You _might_ get away with being somewhat vague about who needs it, e.g. maybe
you can say "Our delivery contractors need to know your address" and not spell
out which companies you've contracted with for delivery. But it's on you, the
outfit the user gave their personal information to, to enforce that e.g. "This
phone number is for calling our recipient about the delivery, you can't keep
it after the delivery is successful and you can't give it to anybody else"
through contractual arrangements or whatever other reasonable legal steps.

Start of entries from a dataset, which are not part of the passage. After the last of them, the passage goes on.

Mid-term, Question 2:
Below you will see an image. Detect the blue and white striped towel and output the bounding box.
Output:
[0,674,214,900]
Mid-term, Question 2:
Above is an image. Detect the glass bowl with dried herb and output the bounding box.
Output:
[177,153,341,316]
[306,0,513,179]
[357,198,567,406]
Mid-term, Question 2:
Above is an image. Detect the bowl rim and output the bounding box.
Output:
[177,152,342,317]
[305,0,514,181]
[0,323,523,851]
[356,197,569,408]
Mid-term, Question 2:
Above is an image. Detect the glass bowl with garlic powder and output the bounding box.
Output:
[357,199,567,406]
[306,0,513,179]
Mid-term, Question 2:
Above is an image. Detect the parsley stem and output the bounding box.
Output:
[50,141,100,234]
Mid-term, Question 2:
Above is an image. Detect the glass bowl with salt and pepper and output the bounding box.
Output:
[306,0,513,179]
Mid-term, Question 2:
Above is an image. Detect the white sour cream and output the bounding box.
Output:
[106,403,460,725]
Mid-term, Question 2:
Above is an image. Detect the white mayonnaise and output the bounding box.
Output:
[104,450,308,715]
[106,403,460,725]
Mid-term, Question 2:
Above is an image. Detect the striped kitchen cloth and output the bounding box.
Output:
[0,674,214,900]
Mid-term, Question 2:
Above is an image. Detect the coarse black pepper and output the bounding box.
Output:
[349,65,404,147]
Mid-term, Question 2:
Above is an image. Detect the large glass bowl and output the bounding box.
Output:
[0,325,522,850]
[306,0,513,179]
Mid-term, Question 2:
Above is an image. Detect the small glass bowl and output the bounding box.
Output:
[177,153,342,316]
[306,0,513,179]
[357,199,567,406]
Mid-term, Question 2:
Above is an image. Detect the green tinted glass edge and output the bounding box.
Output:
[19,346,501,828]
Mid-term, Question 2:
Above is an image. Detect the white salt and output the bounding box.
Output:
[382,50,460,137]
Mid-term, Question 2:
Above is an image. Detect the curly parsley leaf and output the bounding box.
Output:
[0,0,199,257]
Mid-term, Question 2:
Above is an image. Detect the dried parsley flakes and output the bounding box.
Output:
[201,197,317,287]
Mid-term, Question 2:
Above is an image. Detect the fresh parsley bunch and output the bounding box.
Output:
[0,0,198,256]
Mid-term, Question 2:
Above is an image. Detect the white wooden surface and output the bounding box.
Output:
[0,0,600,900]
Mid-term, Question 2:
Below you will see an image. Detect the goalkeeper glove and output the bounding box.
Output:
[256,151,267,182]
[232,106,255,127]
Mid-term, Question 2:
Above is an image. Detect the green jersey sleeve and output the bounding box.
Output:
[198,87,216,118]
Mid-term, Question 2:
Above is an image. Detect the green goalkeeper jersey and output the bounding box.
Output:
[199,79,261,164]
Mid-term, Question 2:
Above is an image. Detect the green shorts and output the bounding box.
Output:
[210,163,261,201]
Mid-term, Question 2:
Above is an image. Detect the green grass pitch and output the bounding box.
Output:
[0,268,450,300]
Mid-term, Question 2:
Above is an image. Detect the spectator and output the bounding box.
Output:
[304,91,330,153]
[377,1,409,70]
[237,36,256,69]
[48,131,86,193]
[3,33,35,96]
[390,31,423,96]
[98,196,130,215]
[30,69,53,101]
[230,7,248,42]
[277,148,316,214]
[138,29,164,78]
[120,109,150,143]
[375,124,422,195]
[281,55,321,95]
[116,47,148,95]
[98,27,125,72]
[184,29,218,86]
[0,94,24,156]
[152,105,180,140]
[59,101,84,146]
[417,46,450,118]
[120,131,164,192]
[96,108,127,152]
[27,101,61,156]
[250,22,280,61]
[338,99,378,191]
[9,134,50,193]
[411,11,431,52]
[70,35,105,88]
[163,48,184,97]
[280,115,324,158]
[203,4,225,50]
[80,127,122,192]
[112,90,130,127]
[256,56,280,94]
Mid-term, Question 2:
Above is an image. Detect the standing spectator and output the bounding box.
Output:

I am in Europe (though it's England, so eventually no longer subject to EU
regulations sadly but it does have a Data Protection law anyway) and I see
this "Lan Tim 2" crap in my Facebook as well. If I have bought anything from
Spreadshirt it was months (maybe years?) before the supposed "Off-Facebook
interaction" listed by Lan Tim 2.

I actually wouldn't be astonished if this comes down to:

* There's an incentive (maybe not by Facebook) to create tremendous numbers of "Interactions".

* It is possible to create fake Interactions by generating garbage, e.g. lists of randomly chosen phone numbers or email addresses and sending them to Facebook.

* So somebody creates accounts maybe initially with real business names "South China Air Freight Inc." and then they get lazy "So Lee" ... "Lan Tim" ... "Lan Tim 2" and they upload random garbage to harvest the incentive.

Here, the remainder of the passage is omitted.